В Москве и во всей стране была свежа память о том, как всего полтора десятилетия назад отец Ивана, изгнанный из собственной столицы, униженный и искалеченный, скитался по Руси, моля о помощи других князей и прося убежища у богатого Новгорода.
Однако к концу княжения Ивана III положение монарха поднялось на такую небывалую высоту, что для страны с подобным устройством власти вошло в обиход новое название «государство» – как производное от слова «государь», то есть нечто, принадлежащее одному-единственному человеку. Мы видели, что Иван Васильевич относился к собственной семье как к государственному институту, однако верно и то, что государство он тоже рассматривал как подчиненную ему большую семью – не в том смысле, что любил своих подданных (он и родственников-то не особенно жаловал), а по принципу взаимоотношений. Русский государь был патриархом, «отцом»; все остальные жители страны – его «детьми». В патриархальной семье отец руководствуется не законом, а собственными представлениями о правильности, главным же достоинством детей считается беспрекословное послушание. Отец-государь лучше знает, а если в чем ошибся, то ответит не перед народом, а перед Богом. (В разделе, посвященном царствованию Ивана Грозного, мы увидим, до каких эксцессов могло довести подобное представление о государстве.)
Возвеличивание монархической власти, стоявшей в 1462 году сравнительно невысоко, а к началу XVI века уже поражавшее иностранцев своими масштабами, было процессом постепенным и складывалось из нескольких компонентов.
Иван III не придавал большого значения внешней пышности, если только она не давала какой-то практической пользы. Ему, кажется, было не столь важно, какой у него на голове венец – пускай скромный великокняжеский, лишь бы обладать настоящей властью. Германский император Фридрих III, искавший в русском правителе союзника против турок, однажды предложил ему королевскую корону, но Иван Васильевич отказался от громкого титула, который поставил бы его вровень с соседними сюзеренами – шведским, польским, датским королями. Принять корону из рук императора означало бы признать себя ниже чужеземного владыки, да и в статусе упомянутых выше королей, с точки зрения московского властителя, ничего завидного не было. Для него было важно называться «государем всея Руси», хотя это звание было не констатацией факта, а скорее декларацией о намерениях.

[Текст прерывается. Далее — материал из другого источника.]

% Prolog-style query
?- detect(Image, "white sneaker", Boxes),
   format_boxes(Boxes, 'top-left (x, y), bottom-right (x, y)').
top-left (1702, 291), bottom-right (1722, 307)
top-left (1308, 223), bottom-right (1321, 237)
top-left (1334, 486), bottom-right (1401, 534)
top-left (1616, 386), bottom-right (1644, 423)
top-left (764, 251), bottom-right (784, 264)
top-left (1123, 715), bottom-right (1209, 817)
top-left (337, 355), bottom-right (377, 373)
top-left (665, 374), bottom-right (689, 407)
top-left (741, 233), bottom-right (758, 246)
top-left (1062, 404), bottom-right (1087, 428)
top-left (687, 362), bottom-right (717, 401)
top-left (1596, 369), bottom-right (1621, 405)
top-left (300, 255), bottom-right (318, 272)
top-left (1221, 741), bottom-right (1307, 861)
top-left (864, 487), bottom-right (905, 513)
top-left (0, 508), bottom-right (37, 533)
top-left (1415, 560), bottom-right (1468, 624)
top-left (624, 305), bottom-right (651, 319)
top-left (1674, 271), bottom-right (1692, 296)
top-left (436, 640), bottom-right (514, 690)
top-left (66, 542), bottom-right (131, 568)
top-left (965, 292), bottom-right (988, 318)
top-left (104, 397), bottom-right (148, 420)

Титул «государя всея Руси» (тогда писали и говорили «господаря») мелькал в грамотах московских князей и прежде. Впервые он стал употребляться еще в первой половине XIV века – по аналогии с митрополитами всея Руси, перенесшими свою резиденцию в Москву. Однако Иван III, поставивший «всерусскость» на первое место в официальной формуле своего титулования («Божией Милостью [а не волей хана или какого-то там императора] Государь Всея Руси»), имел в виду нечто иное и совершенно конкретное: претензию на русские земли, находившиеся во власти Литвы. Соседний монарх именовал себя «великим князем литовским и русским», и в Литве московское новшество очень не понравилось. Впоследствии все дипломатические переговоры с польско-литовским государством будут начинаться с ритуального препирательства о «величании».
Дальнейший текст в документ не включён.